ラジカセから延々と流れているこれは、さっき聞いた店主の声だった。
変なところにアクセントがついているせいで、脳を蝕む節回しに仕上がっている。
つーか24時間やってんのか。

「オイシィオイシィヤスィ スミマセンオネガシマス」

そんなに美味しくて安いというなら食べてやろう。

 

店に入った我々を先程の店主が出迎えてくれることはなかった。
なんか中央のテーブルで携帯弄ってた。やる気ゼロかよ。

主「コッチドウゾ」

店の端のテーブル席に通された。
店主は厨房に戻る。店内は暗い。開け放たれている入り口。
そして我々は気付く。

私「あれ……メニュー無いね」
友「あのー、メニューくださいー」

戻ってきた店主は、なぜかサラダを2皿持っていた。

主「ドゾ」
友・私「……?」
主「イマノジカン、コレ。オカワリオケィ。ゼンブジブンデ」
友・私「……??」

店主の指先を見ると、B5のコピー用紙にこう書かれている。

【ランチタイム 食べ放題 ¥1,000
カレー3種
タンドリーチキン
ナン
サフランライス
ラッシー】

友・私「……???」

我々は目を合わせ、蟻地獄のような店に迷い込んでしまったことをアイコンタクトだけで慰め合った。

 

* * * * * * * * *

 

店主の横暴はとどまるところを知らない。

主「コッチニカレーアル。ゼンブジブンデ」(真顔)
私「はぁ……、つまり今やってるのはこれだけってことすか」
主「コッチニ。ゼンブネパールリョウリ。オイシイ」(真顔)
友「あ、このプレートに乗せるんですか」
主「ソレハチキン」(ややキレ)
私「はあ、どうも……」

 

まるで「近い内にこの荷物処分しますんで」とでもいうように壁に寄せ置かれていた容器を覗いてみる。
挽肉らしきものが浮いたカレー紛いのスープ。
ひよこ豆のような物体が見え隠れするカレー紛いのスープ。
なんの草か分からない緑のやつが顔を覗かせているカレー紛いのスープ。
トリプルしゃばしゃばカレー。

そして隣に、木炭かあるいは流木かといった見た目のタンドリーチキン(多分)。

店主は、立ち尽くしている我々を見て「あまりに美味しそうでどれから食べるか迷っちゃ~う(はぁと」と思っているとでも感じたのか、少しニヤついて、我々の持っていた容器に勝手に盛り付けを済ませ、席へ置いてしまった。ラッシーも勝手に注いでいる。普通の店なら当たり前のことだが、我々に対して頻りにセルフサーヴィスだとアピールしたのをもう忘れたのか。怒涛のネパール料理。

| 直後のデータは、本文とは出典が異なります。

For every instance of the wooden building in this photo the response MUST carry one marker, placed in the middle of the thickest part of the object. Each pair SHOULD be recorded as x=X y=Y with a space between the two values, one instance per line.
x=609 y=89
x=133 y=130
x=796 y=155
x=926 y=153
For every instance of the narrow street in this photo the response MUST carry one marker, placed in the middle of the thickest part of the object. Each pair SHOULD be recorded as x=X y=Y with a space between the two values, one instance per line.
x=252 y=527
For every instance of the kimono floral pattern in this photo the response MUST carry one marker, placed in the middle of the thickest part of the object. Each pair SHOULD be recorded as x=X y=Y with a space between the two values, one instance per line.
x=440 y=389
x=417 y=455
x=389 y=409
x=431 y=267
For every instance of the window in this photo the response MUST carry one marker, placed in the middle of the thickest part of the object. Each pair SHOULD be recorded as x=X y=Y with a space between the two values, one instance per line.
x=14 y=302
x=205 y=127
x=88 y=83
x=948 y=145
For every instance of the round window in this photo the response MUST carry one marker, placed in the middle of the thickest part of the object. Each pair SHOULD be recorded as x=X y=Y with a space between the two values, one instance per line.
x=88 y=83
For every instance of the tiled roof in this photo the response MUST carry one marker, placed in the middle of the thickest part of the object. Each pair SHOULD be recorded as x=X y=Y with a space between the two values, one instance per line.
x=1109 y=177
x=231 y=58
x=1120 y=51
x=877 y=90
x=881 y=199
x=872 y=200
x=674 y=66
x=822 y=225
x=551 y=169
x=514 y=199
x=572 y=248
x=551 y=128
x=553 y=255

みすず学苑。

 

「ティピカルネパールリョウリィ スイマセンオネガシマス オイシィオイシィヤスィ ニジュヨジカンヤッテルゥ」

 

私「wwwwwwwwww」
友「どうしたwwwwwwww」

スイッチが切れた。

もはや感情は失われた。

我々はティピカルなネパールの奔流に呑まれたのだ。

 

ネパールを口へと運ぶ。

私「wwwwwwwwww」
友「wwwwwwwwwwwwwww」

ご飯は、誰に習った水加減で炊いたのかお粥になりきれない程度のべちゃっと感で、謎の「おばあちゃん家のような味」を感じる。
カレー紛いのスープはすべて同じ味。
流木は味蕾を潰したくなる塩辛さ。
そして頼みの綱であるラッシーは、サ○ガリアでもまだもう少し濃いめに造るだろうという代物。

こうして、我々のランチタイムは圧壊したのだった。

 

* * * * * * * * * *

 

「オイシィオイシィヤスィ ニジュヨジカンヤッテルゥ ネパールアァー ティピカルネパールリョウリィティピカルネパールリョウリィ」

 

ところで、私と友人は、頻繁に昼食を共にする仲である。
そして、普段から互いにお喋りであるため、周囲に比べて食べるのが遅い。

だがしかし。今日は違う。その口数の少なさ!

二人とも、常軌を逸したティピカルネパール料理に、ニューロンの繋ぎ替えを余儀なくされているのだ。
二人とも、この有無を言わせぬ圧から、一刻も早く脱出させてくれと八百万の神に手を合わせているのだ。

もがく我々に、店主がナンもどきを運んできた。
揚げ餃子の皮のようだった。不味くない。奇跡だ。ありがとう店主。

主「オカワリオケ。ジブンデトル」
友・私「……はい」
主「オキャクサンニホンジン?」
友・私「……はい」
主「コノリョウリゼンブアブラツカッテナイ。ヘルシー」
友・私「へえぇ」
主「『ギー』。ギュウニュウヲギーニスル。ネパールデヨクツカウ」
友・私「そうなんですね~!

ひとつ利口になってしまった。不覚の極みだ。

 

「ティピカルネパールリョウリィ スイマセンオネガシマス オイシィヘルシィヤスィ ニジュヨジカンヤッテルゥニジュヨジカンヤッテルゥ」

 

もはや食事をしているのか悟りを開こうとしているのか分からなくなってきた。
もう少し頑張れば開けたかもしれない。悟りは開いておいた方が就職に有利、ってブッダも言ってた。

我々の15分ほど後に入店したおばさまがいた。
「メニューどこ? あら、そう……」の言葉以降、表情が曇りっ放しで、今は書類と睨めっこしている。
日傘を差しながら息急き切って店に飛び込んできたおばさまの姿も、我々からしたら異常だったのだが、そんな異常さはこの空間では些末な問題だった。

 

こうして、我々の努力は報われた。

完食である。

食べ放題? 知らん。

 

* * * * * * * * * *

 

英世。すまん。こんなことに使うつもりじゃなかった。

友「2,160円ですって言われたらどうする」
私「キレる」

もう用は無い。会計を済ませて店を出よう。

ふと店主を見ると、彼は店内ド真ん中のテーブルでiPhoneを見ながら食事をしていた。ラッシーをジョッキで飲んでいる。接客ナメんな。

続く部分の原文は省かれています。